Finally got around to watch "Smiley Face" on Netflix recently. It's now on my short list of all time great stoner movies. That Anna Faris is just fantastic. If you like this sort of thing, this is the kind of thing you like.

And what are the others on my all time great stoner movie list? I like: Up In Smoke, Half-Baked, Harold And Kumar Go To White Castle, Friday, Idle Hands. Fear and Loathing in Las Vegas, The Big Lebowski and Reefer Madness. I now add Smiley Face. And I'm sure I forgot one or two...
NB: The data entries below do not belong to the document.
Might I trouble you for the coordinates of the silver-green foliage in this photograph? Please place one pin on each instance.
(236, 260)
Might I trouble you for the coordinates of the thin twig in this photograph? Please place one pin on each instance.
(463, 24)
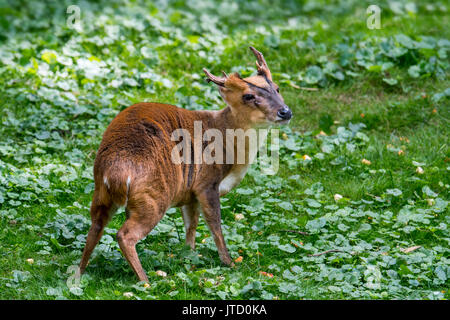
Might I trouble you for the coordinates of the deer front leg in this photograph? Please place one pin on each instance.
(210, 203)
(191, 213)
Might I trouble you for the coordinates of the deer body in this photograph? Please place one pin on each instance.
(134, 167)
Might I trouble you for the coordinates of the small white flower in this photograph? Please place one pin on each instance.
(239, 216)
(420, 170)
(161, 273)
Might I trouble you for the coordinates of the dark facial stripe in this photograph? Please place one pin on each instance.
(254, 85)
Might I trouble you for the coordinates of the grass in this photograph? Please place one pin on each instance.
(49, 139)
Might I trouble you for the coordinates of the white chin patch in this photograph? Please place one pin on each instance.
(280, 120)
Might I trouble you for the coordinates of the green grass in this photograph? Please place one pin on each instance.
(49, 139)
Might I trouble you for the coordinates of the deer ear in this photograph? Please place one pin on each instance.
(220, 81)
(263, 69)
(235, 81)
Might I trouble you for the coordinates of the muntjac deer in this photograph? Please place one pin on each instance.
(134, 167)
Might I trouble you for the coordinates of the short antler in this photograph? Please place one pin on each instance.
(220, 81)
(263, 69)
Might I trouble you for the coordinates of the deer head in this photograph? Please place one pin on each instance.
(256, 99)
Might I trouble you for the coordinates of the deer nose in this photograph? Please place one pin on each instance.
(285, 113)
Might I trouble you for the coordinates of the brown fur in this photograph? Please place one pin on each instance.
(133, 167)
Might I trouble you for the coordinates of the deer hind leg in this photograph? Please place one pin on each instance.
(210, 203)
(191, 213)
(101, 212)
(142, 218)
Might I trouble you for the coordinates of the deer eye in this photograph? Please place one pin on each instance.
(248, 97)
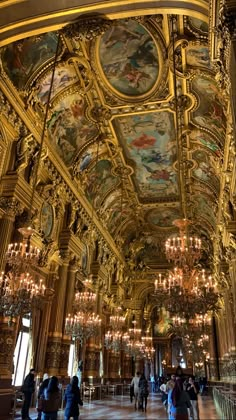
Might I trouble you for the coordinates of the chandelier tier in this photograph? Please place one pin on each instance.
(183, 250)
(83, 325)
(21, 255)
(115, 339)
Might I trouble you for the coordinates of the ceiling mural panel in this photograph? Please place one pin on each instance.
(210, 112)
(205, 140)
(69, 129)
(163, 217)
(22, 60)
(124, 80)
(197, 55)
(100, 182)
(129, 58)
(197, 25)
(149, 142)
(64, 77)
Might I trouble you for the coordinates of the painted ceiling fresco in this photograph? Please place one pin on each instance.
(134, 119)
(149, 142)
(23, 59)
(129, 58)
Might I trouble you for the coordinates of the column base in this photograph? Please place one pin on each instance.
(6, 399)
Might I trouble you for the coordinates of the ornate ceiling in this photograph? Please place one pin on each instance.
(136, 121)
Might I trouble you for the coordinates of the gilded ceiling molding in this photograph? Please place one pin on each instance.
(222, 30)
(25, 19)
(86, 29)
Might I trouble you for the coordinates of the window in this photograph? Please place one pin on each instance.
(71, 360)
(22, 354)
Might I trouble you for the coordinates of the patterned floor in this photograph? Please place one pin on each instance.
(119, 407)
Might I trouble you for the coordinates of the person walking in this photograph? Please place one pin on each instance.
(180, 402)
(192, 389)
(42, 387)
(143, 392)
(135, 384)
(72, 399)
(51, 400)
(28, 389)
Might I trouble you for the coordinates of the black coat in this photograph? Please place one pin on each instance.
(28, 384)
(73, 400)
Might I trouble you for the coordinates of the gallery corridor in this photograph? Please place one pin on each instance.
(119, 407)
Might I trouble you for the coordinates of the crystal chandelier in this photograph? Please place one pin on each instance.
(147, 348)
(83, 325)
(21, 255)
(19, 294)
(161, 290)
(135, 345)
(113, 338)
(19, 290)
(183, 250)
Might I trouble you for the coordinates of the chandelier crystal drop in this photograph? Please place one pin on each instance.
(183, 250)
(21, 255)
(83, 325)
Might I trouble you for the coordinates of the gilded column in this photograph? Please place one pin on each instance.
(45, 320)
(54, 344)
(11, 208)
(66, 340)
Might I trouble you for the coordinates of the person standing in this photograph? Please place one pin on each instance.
(180, 402)
(143, 392)
(192, 390)
(28, 389)
(135, 384)
(72, 399)
(170, 409)
(51, 400)
(42, 387)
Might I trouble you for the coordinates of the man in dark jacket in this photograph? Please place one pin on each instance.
(28, 388)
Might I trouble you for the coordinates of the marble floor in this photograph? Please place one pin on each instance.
(119, 407)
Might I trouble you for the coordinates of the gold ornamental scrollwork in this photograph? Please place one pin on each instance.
(11, 206)
(86, 29)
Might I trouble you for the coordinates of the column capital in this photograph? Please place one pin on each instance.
(10, 206)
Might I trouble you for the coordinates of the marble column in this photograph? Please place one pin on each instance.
(55, 336)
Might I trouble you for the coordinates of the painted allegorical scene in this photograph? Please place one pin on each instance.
(64, 76)
(69, 129)
(100, 181)
(210, 112)
(129, 58)
(24, 58)
(163, 217)
(149, 141)
(198, 24)
(206, 141)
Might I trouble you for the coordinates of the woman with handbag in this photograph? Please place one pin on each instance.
(180, 402)
(143, 392)
(51, 400)
(73, 399)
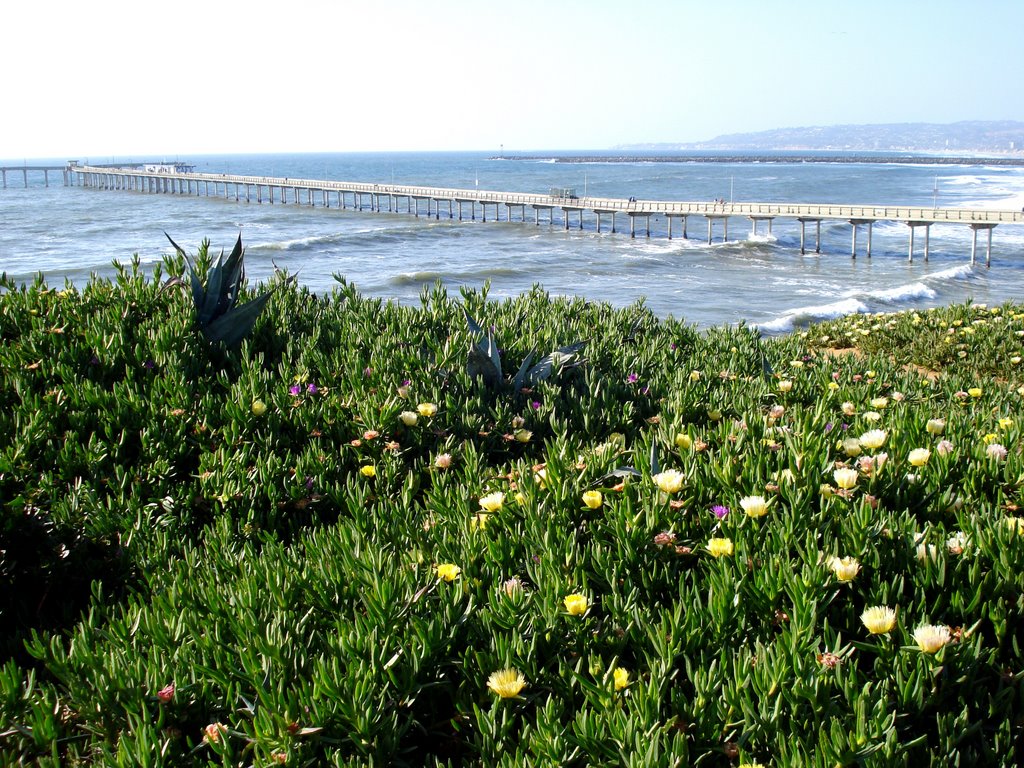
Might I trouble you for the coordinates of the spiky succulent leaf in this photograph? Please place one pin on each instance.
(484, 359)
(520, 378)
(556, 360)
(617, 475)
(197, 285)
(233, 326)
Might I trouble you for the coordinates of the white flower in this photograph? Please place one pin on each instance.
(873, 439)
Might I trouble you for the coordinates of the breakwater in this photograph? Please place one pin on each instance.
(945, 160)
(180, 179)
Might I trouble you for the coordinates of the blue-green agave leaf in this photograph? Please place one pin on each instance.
(556, 360)
(233, 326)
(520, 378)
(197, 285)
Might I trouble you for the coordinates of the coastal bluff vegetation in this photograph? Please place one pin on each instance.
(261, 526)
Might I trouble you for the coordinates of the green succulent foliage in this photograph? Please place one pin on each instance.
(219, 315)
(196, 569)
(485, 360)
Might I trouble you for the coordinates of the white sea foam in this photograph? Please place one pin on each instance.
(807, 314)
(952, 272)
(902, 293)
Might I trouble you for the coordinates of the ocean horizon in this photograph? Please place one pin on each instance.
(68, 233)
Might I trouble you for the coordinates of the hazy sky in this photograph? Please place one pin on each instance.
(104, 78)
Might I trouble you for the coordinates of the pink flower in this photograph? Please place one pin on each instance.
(995, 451)
(665, 539)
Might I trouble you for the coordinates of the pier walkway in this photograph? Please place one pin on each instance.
(461, 204)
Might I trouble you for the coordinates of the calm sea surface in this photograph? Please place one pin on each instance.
(70, 232)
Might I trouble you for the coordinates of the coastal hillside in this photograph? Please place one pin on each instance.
(970, 136)
(530, 530)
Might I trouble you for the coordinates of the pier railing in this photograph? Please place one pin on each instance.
(165, 180)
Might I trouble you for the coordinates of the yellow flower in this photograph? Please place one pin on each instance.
(931, 637)
(879, 620)
(720, 547)
(846, 478)
(845, 568)
(1015, 523)
(448, 571)
(919, 457)
(851, 446)
(622, 677)
(507, 683)
(671, 480)
(213, 732)
(873, 439)
(754, 506)
(577, 604)
(493, 502)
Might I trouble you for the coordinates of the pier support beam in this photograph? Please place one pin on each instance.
(913, 225)
(817, 235)
(754, 223)
(853, 246)
(974, 243)
(671, 216)
(725, 226)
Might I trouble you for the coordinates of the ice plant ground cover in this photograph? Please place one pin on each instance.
(333, 546)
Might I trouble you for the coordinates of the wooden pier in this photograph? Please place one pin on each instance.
(464, 204)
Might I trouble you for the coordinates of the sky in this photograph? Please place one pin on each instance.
(160, 79)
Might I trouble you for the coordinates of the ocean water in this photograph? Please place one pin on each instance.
(71, 232)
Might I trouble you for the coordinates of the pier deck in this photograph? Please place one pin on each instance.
(307, 190)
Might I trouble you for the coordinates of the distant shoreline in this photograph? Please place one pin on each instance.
(767, 159)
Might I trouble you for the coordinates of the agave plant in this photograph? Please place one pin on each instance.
(219, 316)
(485, 360)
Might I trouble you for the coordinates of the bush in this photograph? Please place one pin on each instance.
(320, 547)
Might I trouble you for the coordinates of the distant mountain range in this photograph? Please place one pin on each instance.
(996, 136)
I have a new song called "I'm So Married". I was saying to Samarra that it seemed to be really popular with women. She said, "Yeah. You're a wet dream on paper." I said, "Yeah, so are you..."
We've have been laughing about this ever since.


Here's how to quit smoking: Just do a huge bong rip every time you want a cigarette. Soon you won't be able to find them.


Hey all you women out there, if you want me to talk to you, ASK. The next woman, drunk or sober, who grabs me by the arm in a bar and won't let go, gets an Aikido wrist lock applied to them. Men never do this. It's always women and rarely young ones. And I really, really, don't like it. Anyone out there like it when a woman does this to you?


I once looked at a can of "Potted Meat Food Product" which is basically dog food for people. The first ingredient, the first mind you, was "Partially de-fatted beef fatty tissue". I'm generally an opportunistic omnivore, kinda like a raccoon....but I've never actually eaten any PMFP.


14 word poem starting with the word "Whether".

Whether God is God
or God is not
is not for God
To know.

Give me one back (14 words, starting with "whether") and then I'll do one for you, but you know, nothing crazy, give me a short poem simple challenge, no intricate classical forms here. As long as it doesn't get crazy, I'll do this on and off for the rest of the evening. I'm multi-tasking...


I think "Shit Storm" would be an excellent band name, action movie title, or action movie hero nickname. Feel free to steal it, but if you make a lot of money...I do have a tip jar at my web site.



I think maybe two, possibly three superlatives in the first sentence of a facebook post or email is the most I can take without losing interest. Piles of these words seem to have the opposite effect on me than the writer intends. They are so overused that rather than intensify the communication, they de-intensify it, and become like white noise to my mental ear.



I think the ability to hold opposing perspectives in one mind is a great evolutionary achievement and just as much a part of Nature as anything else. It may not always be efficient, but it does produce amazing things. I think Nature itself expresses this tension in its constant balancing acts. What it means, or where it's going, or whether this trait will be lasting, helpful, or doomed to a quick extinction, I do not know...But I have it and I enjoy it, even if it's not always pleasant.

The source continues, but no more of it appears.